Любовь и фантазия | страница 5



Безмолвие этого величавого утра предшествует нескончаемым крикам и убийствам, которые наполнят последующие десятилетия.

Три девочки в заточении

Три девочки сидят в заточении в светлом доме посреди одной из деревушек сахеля, окруженной бескрайними виноградниками. Я приезжаю сюда весной и летом на школьные каникулы. Очутиться в здешних краях и оказаться запертой вместе с тремя сестрами — это называется у меня «поехать в деревню». Мне было десять, потом одиннадцать, потом двенадцать лет…
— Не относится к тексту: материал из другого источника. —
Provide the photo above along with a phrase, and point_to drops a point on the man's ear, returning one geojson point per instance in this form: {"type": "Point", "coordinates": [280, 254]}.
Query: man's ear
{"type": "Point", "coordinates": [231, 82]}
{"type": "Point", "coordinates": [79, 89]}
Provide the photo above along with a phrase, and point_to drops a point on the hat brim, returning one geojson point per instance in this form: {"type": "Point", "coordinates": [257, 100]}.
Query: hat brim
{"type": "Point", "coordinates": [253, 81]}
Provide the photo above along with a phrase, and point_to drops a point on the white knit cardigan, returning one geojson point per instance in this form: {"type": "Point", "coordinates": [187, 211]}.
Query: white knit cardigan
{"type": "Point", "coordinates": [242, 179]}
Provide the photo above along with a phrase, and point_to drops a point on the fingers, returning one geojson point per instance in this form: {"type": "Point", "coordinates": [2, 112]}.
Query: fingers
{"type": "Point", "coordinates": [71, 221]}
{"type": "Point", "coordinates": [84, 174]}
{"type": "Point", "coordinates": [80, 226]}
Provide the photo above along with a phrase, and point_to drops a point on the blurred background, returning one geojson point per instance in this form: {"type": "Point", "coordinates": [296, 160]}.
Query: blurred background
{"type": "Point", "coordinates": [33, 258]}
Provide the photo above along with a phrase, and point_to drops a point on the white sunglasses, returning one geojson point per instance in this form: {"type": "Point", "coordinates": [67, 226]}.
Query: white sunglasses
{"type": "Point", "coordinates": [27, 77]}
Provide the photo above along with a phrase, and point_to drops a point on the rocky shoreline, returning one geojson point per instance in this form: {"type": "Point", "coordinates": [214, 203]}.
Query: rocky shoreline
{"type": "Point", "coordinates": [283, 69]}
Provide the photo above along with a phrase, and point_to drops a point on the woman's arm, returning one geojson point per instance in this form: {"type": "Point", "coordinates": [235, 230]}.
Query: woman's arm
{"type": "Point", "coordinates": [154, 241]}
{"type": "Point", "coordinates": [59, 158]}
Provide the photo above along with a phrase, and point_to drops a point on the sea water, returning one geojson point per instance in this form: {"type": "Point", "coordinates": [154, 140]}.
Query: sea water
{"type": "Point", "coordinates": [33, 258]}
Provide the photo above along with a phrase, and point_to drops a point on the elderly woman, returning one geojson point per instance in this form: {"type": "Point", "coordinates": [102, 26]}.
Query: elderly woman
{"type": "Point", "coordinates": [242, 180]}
Летние игры с младшей из девочек, которая старше меня на год или на два. Вместе мы проводим целые часы на качелях, в глубине сада, возле заднего двора. Однако временами мы прерываем свои игры, чтобы подсматривать сквозь ограду за крикливыми местными жительницами в соседних, наглухо закрытых дворах. В сумерках открываются ворота, пропуская стадо, состоящее из нескольких коз; я учусь доить самых послушных. И под конец пью молоко прямо из бурдюка, хотя меня тошнит от запаха дегтя. Меня почти не тяготит отсутствие возможности побродить по пыльным деревенским улочкам.

Жилище очень просторное. Множество прохладных, затененных комнат, наполненных матрасами, прямо на полу, сахарскими покрывалами, коврами, сотканными некогда хозяйкой дома — родственницей по мужу моей матери, уроженкой соседнего селения.
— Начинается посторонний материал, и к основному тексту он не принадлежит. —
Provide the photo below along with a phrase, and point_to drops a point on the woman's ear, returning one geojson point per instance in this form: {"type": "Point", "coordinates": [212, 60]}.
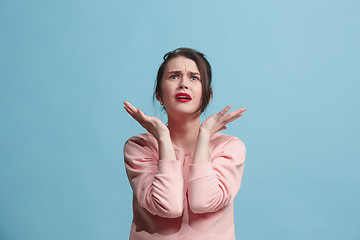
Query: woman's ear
{"type": "Point", "coordinates": [159, 98]}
Я никогда не вхожу в заднюю комнату: там сидит в постоянной полутьме совсем дряхлая старушка. Нам с младшей из сестер случается иногда застыть на пороге при звуках тусклого голоса, который то сетует на что-то, то кого-то обвиняет, разоблачая воображаемые заговоры. К каким забытым всеми драматическим событиям, возвращаемым к жизни бредовыми видениями впавшей в детство старушки, мы прикасаемся? Нас парализует таящаяся в ее голосе сила отчаяния. Мы не умеем, подобно взрослым, отгородиться от этого привычным заклинанием или стихами из Корана, произнесенными вслух достаточно громко.
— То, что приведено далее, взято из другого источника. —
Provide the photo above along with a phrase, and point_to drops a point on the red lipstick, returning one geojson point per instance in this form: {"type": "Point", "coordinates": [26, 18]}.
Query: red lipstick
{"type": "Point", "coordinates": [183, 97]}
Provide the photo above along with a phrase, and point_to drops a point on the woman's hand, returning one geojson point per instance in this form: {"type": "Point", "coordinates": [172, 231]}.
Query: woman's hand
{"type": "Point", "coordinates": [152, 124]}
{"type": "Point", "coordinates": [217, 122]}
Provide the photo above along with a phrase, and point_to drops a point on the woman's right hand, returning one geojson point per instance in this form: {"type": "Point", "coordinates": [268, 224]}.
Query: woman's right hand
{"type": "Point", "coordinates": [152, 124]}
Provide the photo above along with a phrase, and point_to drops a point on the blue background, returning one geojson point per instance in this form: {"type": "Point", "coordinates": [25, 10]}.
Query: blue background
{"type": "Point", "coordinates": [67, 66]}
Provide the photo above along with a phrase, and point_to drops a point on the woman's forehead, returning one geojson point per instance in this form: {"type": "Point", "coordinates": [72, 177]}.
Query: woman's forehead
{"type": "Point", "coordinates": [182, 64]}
Это, в общем-то, уже потустороннее присутствие понуждает женщин не пропускать ни одной положенной на день молитвы. В самой просторной комнате, рядом с кухней, одна из них обычно шьет или вышивает, а другая тем временем, наклонившись, живо перебирает чечевицу или пуашиш[5] рассыпанные на чистых полотенцах, расстеленных на полу. Потом вдруг пять или шесть женщин разом поднимаются, набрасывают на голову и на плечи покрывала, отчего сразу становятся тоньше, и в полном молчании, с закрытыми глазами стараются сосредоточиться, чтобы все силы отдать искупительной молитве. Словно призрачные видения, они все вместе склоняются несколько раз до самого пола… Моя мать присоединяется иногда к этой группе набожных женщин, которые падают ниц, касаясь губами холодных плит.